I don’t know about you but the top .001%, above/below and around that I’ve learned about, researched, viewed, encountered, and once admired, I now feel pretty bad for.

Money is a drug and can be the most harmful thing to people with no bigger mission. Up to a certain point, there should be a cut-off, a wealth ceiling of some sort. No one in the world should have billions to spend since. At that point, it is guaranteed to be spent on pure wants that they only have a reason for. The government (could) possibly put their vast amounts of wealth, or a quarter of it to better use such as paying down the national debt, cutting taxes or the giants should strive to donate it, eradicate hunger or fight climate change. Why are the ex-wifes of billionaires donating the most? Why not themselves? Instead, they refuse to and fund their lofty metaverse goals pouring $10 billion into projects to only lose it. At least that taught Metabook a lesson.

Up to a certain income, $75k, once our needs are met and we have all the necessities covered such as food, security, safety, and hopefully feel loved, after that, there’s only so much happiness you can acquire until you start feeling purposeless. With too much wealth, everything seems like a transaction not a connection. You are programmed to think in a way that happiness isn’t a part of.

If you want a relevant example on how money REALLY messes with your head, observe the Disney granddaughter who is making a documentary revealing how her own family and prior and current chief executives and top management earned millions in compensation plus stock options while theme park employees earned minimum wage, $15 per hour having to decide between paying for meds or living in their car.

With less, money means more. It is sacred since you have limited wants. It enhances the quality of your life since basic goods mean more to you in the short run simply for survival. As humans, we are needy and as consumers we are sticky. We want things ASAP and compare ourselves to the point where we don’t realize we are indebted to a stranger’s wants.

According to reports and Disney’s granddaughter, the family was as corrupt morally and internally with their wealth as the fictitious, Roy family on the hit show Succession. The Roy family battles over the successor for the CEO/Founder which happens to be the father. Throughout this series, the audience gets a glimpse into the family’s lives, turmoil, troubles, thought processes, dangers, roles, mental illnesses, alcoholism, bigotry, hatred, abuse, and drug abuse. I’m not one to watch TV, a materialistic item I can easily avoid, but Succession caught my eye as it portrays a striking message about how money can really mess with your head. Too much of anything is a bad thing.

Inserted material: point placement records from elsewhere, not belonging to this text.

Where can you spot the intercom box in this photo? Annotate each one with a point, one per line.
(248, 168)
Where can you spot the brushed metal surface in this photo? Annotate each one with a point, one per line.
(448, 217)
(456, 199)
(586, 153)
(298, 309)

To spare your sanity, feel free to find out yourself what happens to the Vanderbilt’s, Anderson Cooper’s family, and the Murdoghs, which some say the Roy family is loosely based on.

In sum, be careful what you wish for. The grass isn’t greener on the other side. It will always look better because money is green.

If you have everything you need, that’s all you need. Real happiness is cultivated inside. If you want more, chase after it. No one is stopping you but remember earlier than later, too much of a good thing is dangerous.

Moderation with everything, especially earnings.